Influence 7: Liking
Robert Cialdini’s last principle of persuasion is liking. Well, you probably already knew you were more likely to go along with someone you find congenial, and more likely to resist somebody you don’t take to – just on principle! And this is why Dale Carnegie linked the two ideas of winning friends and influencing people as part of the same process.
So, how do you get your choir to like you? Actually, for a full set of ideas on this, you could do worse than reading the Carnegie book – it’s a classic for a reason. But it’s worth mentioning a few points just for starters.
- Use people’s names. Cheap, simple way of making people feel more noticed.
- Eating and drinking together. This is a very primal form of social bonding, that probably goes way back to when we were still swinging in the trees. If you don’t want to have a tea break in the middle of your rehearsal, consider going to the pub with your singers afterwards. At the very least, indulge in mince pies and mulled wine with them after the Christmas concert.
- Listen while people talk about themselves. As a conductor, you get plenty of opportunity to get your voice heard during rehearsal; give others a turn at other times. It’s a surprisingly easy way to get a reputation as not only a nice person but also as an interesting conversationalist.
So far, so obvious. There are also some behaviours that choral conductors do as a matter of course that we might want to reconsider in this context.
- Sarcasm. There’s a certain style of humour that you often hear in rehearsal following fluffed entries, wrong notes or other brain farts on the part of singers. Sometimes it gets a good laugh, though not necessarily from the people who are getting things wrong. Think twice: sarcasm may be counter-productive.

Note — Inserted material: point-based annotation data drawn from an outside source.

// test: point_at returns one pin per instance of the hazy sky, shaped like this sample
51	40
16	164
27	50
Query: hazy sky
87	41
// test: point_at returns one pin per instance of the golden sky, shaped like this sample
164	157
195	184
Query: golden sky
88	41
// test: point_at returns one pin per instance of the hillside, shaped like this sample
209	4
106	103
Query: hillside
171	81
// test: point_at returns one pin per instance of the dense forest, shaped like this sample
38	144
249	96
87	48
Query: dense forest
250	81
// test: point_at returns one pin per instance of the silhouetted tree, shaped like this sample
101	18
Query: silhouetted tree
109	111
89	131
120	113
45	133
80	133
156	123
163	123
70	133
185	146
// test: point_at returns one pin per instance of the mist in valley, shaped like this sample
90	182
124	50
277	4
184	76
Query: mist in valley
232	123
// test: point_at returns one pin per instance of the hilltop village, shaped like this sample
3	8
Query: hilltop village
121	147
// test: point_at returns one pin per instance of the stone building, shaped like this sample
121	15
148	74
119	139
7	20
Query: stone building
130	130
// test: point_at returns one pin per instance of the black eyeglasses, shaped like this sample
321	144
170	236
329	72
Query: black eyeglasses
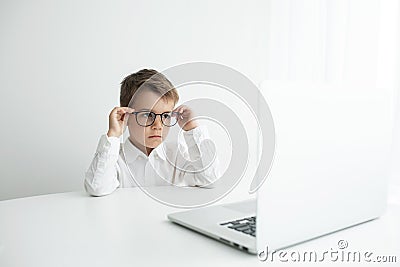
147	118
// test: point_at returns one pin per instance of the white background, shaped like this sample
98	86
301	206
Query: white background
61	63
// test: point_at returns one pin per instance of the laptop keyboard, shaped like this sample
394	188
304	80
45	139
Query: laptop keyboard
245	225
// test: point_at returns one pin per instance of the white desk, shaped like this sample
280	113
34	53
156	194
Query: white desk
128	228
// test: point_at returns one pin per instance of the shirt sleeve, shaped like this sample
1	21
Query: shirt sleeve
203	167
101	178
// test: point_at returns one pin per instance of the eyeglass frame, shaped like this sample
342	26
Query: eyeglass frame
156	114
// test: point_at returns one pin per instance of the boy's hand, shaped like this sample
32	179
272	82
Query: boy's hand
185	118
117	121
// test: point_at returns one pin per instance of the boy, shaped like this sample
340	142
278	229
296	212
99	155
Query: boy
147	102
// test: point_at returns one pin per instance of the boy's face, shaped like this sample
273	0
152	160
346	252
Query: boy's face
147	138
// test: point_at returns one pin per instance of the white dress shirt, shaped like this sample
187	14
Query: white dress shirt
189	163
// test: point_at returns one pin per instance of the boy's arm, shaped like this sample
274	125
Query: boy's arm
101	177
204	166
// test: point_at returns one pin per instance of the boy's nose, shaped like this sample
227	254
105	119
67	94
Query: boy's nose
157	123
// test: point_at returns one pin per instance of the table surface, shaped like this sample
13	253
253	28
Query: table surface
128	228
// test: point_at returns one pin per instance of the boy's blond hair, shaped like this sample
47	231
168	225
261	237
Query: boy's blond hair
152	80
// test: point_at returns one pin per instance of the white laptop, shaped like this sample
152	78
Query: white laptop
330	168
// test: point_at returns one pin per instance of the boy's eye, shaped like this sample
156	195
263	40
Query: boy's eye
146	115
167	116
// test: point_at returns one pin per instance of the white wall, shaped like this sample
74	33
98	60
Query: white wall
62	62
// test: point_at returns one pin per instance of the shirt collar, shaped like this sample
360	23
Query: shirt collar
132	153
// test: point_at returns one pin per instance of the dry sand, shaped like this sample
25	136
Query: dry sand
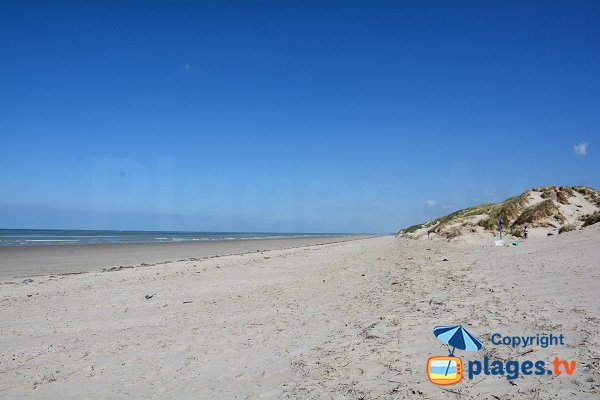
28	261
339	321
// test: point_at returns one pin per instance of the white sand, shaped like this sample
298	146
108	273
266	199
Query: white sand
343	321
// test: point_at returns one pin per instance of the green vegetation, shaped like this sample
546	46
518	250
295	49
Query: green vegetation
566	228
508	210
591	219
515	213
412	229
538	211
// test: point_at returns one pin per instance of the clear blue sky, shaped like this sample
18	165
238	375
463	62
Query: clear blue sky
312	116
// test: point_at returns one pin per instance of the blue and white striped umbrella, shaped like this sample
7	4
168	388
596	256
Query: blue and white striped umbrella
457	337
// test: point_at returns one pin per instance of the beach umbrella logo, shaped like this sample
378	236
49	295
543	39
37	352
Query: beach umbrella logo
447	370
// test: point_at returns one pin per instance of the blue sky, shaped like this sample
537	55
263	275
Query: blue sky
313	116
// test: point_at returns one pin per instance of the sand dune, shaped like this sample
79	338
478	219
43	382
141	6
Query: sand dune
343	321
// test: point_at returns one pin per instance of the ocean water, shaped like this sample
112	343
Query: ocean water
51	237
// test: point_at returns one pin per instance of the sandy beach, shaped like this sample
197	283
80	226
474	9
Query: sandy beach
27	261
342	320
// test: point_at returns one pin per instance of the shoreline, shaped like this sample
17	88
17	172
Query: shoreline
346	320
27	261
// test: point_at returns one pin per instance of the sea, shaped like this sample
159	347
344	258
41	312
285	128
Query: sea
55	237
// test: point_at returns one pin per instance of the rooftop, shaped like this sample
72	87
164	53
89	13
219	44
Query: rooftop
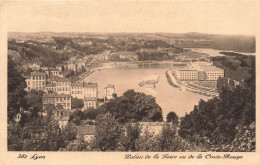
54	69
187	70
50	85
77	84
149	124
60	79
210	68
38	74
55	95
90	85
86	130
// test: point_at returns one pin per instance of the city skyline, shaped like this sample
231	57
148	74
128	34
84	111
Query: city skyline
132	17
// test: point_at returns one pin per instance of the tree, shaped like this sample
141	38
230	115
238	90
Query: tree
108	132
16	93
34	99
90	113
173	117
76	116
77	103
170	141
130	137
69	73
133	107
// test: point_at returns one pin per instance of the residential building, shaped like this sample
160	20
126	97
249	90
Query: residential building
46	70
109	91
80	66
57	99
63	85
37	80
90	95
51	87
72	66
77	90
54	72
62	116
154	128
212	72
60	68
187	74
86	131
35	67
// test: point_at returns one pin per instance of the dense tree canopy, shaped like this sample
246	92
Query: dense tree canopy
133	106
16	93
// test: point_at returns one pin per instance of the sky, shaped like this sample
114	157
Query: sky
218	17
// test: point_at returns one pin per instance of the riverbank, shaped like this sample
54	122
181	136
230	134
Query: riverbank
173	81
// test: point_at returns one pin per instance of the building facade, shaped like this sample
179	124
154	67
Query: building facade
63	85
90	95
57	99
77	90
109	91
37	81
187	75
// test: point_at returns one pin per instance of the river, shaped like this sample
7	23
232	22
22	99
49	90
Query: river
124	78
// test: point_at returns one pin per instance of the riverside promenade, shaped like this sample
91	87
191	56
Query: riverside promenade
198	90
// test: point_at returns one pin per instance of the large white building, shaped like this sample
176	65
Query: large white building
72	66
37	81
63	85
212	73
77	90
57	99
187	74
203	71
109	91
90	95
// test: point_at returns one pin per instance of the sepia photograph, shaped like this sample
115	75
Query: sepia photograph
92	76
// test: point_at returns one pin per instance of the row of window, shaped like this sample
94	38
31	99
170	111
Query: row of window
38	78
76	92
57	99
63	89
63	83
37	88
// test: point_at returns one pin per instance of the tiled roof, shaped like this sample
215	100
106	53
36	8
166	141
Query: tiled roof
59	79
89	85
52	95
86	130
148	124
50	85
77	84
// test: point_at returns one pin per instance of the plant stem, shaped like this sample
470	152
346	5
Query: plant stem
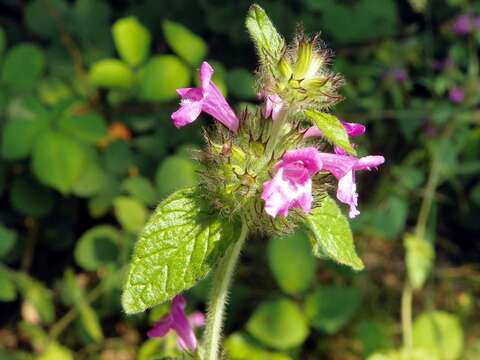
420	230
407	317
218	296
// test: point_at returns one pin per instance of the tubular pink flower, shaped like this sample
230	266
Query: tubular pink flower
273	106
206	98
291	187
177	321
343	167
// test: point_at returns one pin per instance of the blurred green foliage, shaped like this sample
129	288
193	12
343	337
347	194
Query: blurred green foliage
88	149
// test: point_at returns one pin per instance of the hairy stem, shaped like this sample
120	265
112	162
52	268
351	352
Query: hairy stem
218	296
420	229
407	317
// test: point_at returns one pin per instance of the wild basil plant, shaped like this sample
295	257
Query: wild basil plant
263	171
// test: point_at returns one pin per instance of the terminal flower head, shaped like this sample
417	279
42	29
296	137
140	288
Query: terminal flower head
177	321
291	187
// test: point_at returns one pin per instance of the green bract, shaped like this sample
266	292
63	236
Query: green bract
179	245
331	235
331	128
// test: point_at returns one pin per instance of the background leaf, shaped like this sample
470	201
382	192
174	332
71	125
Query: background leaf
292	263
189	46
279	324
162	76
439	333
132	40
22	67
332	129
57	160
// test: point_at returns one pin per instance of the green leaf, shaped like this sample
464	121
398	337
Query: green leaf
162	76
330	308
98	247
269	43
37	295
241	83
58	161
56	351
374	336
90	322
29	198
404	354
23	66
331	236
141	188
331	128
179	245
130	213
117	157
419	259
440	333
279	324
3	41
239	346
372	21
89	127
39	19
8	239
292	263
390	216
132	40
18	138
189	46
91	181
174	173
111	74
8	291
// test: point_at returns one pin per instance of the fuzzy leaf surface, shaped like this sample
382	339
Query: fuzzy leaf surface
179	245
268	42
332	129
331	236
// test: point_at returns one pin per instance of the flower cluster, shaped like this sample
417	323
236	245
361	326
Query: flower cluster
273	165
237	156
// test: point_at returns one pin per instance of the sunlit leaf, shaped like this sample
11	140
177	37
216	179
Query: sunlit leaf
179	245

- Scolding. Do you shout at your singers? How does that make them feel? You might be justified in having a go, but it might not be the most effective way to inveigle your choir into being as you’d like them to be.
- Impatience. Do your singers sometimes take an unreasonable amount of time to master simple bits of music? Do they look at you as if their wits have deserted them? Do you feel tempted, nay, impelled to chivvy them along? Well, again, think twice. If you work with human beings, you have to expect that periodically their brains will fall out. Making them feel bad about it doesn’t help, but it can make them like you less.
I had a colleague once who used to say ‘I don’t care if my students like me, I care if they learn’. At one level, this is absolutely the right attitude: what the people we work with achieve is far more important than their opinions of us. But we also need to recognise that people who feel warmly towards us are going to be easier to lead to that achievement.